Unclench those eyes, remove your head from your sphincter.
Your “Total reconciliation” translates to the opposite of “Total ignorance.”
Why is that? Everything is easy to invalidate in hindsight. I personally don’t see that the claims in Diehr were “generic” in the slightest.
I think Diehr is an example of what Mayo had to say about the process steps in the claim: if these had not been conventional, we would be having a different conversation.

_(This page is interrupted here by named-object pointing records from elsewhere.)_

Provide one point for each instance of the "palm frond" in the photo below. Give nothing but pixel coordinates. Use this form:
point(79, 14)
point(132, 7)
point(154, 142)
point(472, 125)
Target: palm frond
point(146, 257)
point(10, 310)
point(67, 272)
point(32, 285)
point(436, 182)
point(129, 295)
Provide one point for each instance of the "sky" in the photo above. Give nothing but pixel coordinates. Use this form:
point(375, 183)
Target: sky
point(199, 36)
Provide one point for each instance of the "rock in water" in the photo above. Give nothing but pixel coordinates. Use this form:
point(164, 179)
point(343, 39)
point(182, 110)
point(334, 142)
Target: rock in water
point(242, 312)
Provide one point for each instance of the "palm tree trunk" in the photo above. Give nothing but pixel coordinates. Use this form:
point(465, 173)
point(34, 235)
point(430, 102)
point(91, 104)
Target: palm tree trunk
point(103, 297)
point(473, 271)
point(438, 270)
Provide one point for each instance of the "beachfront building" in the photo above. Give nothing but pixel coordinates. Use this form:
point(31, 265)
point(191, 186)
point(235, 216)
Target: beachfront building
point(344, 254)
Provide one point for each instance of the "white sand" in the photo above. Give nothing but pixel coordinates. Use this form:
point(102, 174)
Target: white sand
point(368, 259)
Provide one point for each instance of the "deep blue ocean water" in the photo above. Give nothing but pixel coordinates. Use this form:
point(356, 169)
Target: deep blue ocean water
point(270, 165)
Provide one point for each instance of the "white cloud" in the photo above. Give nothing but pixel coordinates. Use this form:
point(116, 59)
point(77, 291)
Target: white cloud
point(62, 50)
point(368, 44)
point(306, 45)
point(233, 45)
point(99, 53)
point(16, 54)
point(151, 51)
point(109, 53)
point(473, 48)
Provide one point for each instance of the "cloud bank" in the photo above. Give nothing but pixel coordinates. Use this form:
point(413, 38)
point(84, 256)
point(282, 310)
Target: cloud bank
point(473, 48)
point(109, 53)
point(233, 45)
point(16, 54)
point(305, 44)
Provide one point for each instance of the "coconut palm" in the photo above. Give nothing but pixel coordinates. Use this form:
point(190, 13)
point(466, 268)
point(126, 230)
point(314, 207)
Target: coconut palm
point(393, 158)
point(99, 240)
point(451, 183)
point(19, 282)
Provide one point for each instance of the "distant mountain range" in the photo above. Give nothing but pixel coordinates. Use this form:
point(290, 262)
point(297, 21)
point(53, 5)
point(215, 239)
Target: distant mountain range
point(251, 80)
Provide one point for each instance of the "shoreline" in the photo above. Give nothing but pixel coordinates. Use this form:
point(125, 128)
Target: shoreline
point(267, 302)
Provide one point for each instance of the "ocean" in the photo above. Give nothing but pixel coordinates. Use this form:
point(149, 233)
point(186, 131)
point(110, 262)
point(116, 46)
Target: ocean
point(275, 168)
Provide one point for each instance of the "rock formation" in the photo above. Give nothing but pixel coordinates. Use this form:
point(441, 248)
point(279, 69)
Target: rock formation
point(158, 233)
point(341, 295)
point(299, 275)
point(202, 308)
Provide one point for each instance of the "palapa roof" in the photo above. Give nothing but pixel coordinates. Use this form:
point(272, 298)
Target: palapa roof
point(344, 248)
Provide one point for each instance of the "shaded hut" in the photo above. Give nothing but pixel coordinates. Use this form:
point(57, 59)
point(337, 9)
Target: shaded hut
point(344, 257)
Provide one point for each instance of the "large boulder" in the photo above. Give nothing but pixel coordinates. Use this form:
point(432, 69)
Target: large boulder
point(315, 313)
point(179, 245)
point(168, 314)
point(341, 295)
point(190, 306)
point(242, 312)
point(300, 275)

Dierhr did employ a computer running a program that executed a preexisting mathematical for the same purpose it had formerly been used, to calculate the time to open the mold. What was new in the claim was not this. What was new in the claim was the use of thermocouples to continuously monitor the temperature in the mold to supply to the programmed computer to continuously update the time to open the mold. That was new.

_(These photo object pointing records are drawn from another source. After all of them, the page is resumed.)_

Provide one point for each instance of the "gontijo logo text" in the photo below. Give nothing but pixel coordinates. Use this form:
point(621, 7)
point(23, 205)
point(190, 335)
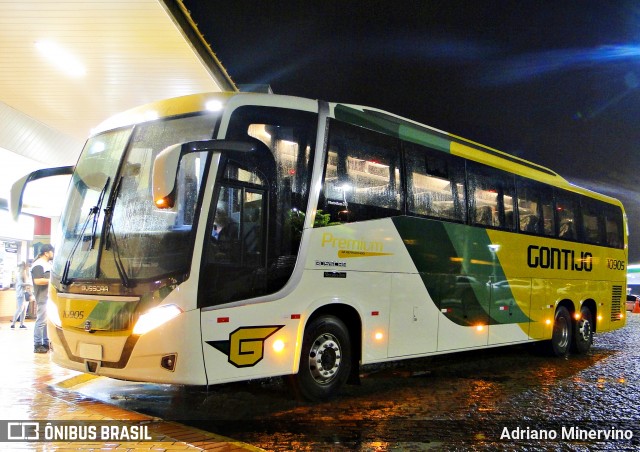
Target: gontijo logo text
point(559, 259)
point(349, 247)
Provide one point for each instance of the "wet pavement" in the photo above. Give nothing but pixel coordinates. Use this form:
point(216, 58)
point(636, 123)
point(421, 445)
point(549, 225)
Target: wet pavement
point(34, 390)
point(509, 398)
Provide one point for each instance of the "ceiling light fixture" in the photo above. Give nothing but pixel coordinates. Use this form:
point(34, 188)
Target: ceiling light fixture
point(61, 58)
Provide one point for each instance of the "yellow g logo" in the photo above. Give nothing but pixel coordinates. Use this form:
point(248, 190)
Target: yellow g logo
point(245, 347)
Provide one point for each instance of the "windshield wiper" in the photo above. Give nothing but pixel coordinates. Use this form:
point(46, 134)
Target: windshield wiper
point(93, 213)
point(110, 232)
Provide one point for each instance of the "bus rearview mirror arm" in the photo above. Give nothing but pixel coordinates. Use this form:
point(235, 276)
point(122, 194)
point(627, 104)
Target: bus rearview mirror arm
point(17, 189)
point(167, 162)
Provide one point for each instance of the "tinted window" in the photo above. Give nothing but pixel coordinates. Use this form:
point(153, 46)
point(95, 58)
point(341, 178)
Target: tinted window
point(435, 183)
point(567, 210)
point(491, 196)
point(535, 207)
point(362, 175)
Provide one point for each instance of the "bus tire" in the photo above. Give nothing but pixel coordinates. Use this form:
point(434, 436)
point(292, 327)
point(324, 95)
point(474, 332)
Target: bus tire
point(561, 337)
point(325, 359)
point(583, 334)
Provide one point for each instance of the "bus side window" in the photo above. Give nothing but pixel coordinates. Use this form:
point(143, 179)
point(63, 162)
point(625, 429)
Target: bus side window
point(567, 208)
point(362, 175)
point(491, 196)
point(535, 207)
point(435, 183)
point(613, 227)
point(593, 227)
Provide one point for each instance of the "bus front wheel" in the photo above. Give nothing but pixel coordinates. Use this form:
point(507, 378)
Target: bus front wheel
point(325, 359)
point(561, 336)
point(583, 337)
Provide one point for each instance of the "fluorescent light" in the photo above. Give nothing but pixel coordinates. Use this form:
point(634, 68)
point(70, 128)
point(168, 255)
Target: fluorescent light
point(61, 58)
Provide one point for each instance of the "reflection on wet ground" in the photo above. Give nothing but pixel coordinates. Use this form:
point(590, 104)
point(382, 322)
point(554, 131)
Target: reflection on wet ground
point(455, 402)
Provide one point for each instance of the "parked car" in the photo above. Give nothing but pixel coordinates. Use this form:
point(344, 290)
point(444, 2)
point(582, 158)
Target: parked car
point(633, 302)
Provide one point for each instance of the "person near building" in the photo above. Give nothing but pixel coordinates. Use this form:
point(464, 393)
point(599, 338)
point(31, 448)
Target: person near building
point(23, 295)
point(40, 273)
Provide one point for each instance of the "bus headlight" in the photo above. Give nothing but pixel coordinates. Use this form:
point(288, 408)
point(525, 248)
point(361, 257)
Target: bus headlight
point(52, 313)
point(156, 317)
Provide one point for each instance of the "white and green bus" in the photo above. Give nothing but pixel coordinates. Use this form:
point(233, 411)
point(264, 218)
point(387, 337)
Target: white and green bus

Michael Martin, “Mess,” “barely be reconciled,” “the purpose of the claimed method is not at all abstract.”
Michael, it plain as day that you simply do not get it. Why this can be is not certain, but plainly you ignore Malcolm and me, when we alone here have been consistently right on 101 over the years.
Pay attention to Malcolm if you really want to understand the law. Malcolm uses MM for short.

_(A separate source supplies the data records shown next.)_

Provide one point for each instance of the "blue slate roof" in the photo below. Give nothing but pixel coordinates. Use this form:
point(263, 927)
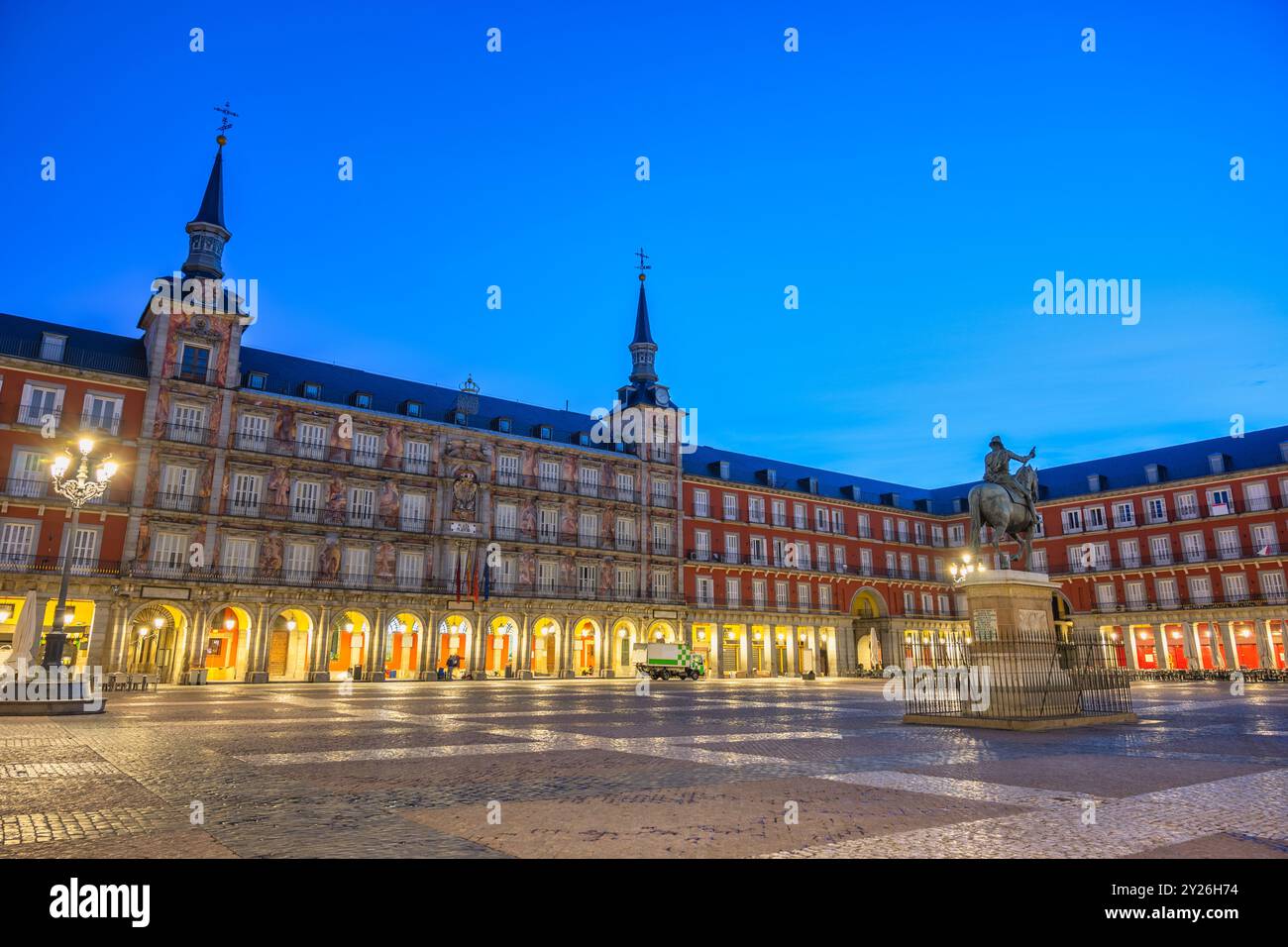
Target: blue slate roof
point(211, 209)
point(123, 355)
point(85, 348)
point(286, 373)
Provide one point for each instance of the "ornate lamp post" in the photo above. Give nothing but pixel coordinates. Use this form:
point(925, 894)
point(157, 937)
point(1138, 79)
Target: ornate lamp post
point(966, 567)
point(77, 491)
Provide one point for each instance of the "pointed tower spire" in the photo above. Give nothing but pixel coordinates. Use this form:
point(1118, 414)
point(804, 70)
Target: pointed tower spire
point(206, 232)
point(643, 348)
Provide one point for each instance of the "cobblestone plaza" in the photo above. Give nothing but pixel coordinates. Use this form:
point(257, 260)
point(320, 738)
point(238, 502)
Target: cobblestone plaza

Sorry, Ned. I’m just a grasshopper.
“Malcolm and me, we alone”
Celebrating a constitutional crisis and violation of separation of powers is not a good thing, Ned. And that’s on a good day for you.
With patent “friends” like these, who needs enemies?
The purpose of the claimed method is to amplify cffDNA and determine its presence in a sample. That’s quite tangible.
Whatever the merits are of this “purposive” test, it can’t work in the manner you described. “Amplifying cffDNA” can not be the “purpose.” “Amplifying cffDNA” is the method itself.
The purpose of the method is to determine whether cffDNA is present or absent in a sample. While that purpose may be described as “tangible” (no reasonable person will dispute that the sample or the cffDNA is an intangible abstraction) there has to be more to this “purposive” analysis that the analysis you seem to be suggesting here.
Here’s just one reason why (this is the first reason that came to my mind): this cffDNA detection method we’re discussing is now part of the prior art (and has been for years). Let’s assume for the sake of argument that the method is eligible because of its “tangible purpose”. Now I claim the identical method except that I add a prior step of thinking some non-obvious thought about the patient prior to performing the eligible prior art steps. The “purpose” of the claimed method is unchanged. But the claim I described can’t possibly be eligible unless you want to drive another truck through the patent system.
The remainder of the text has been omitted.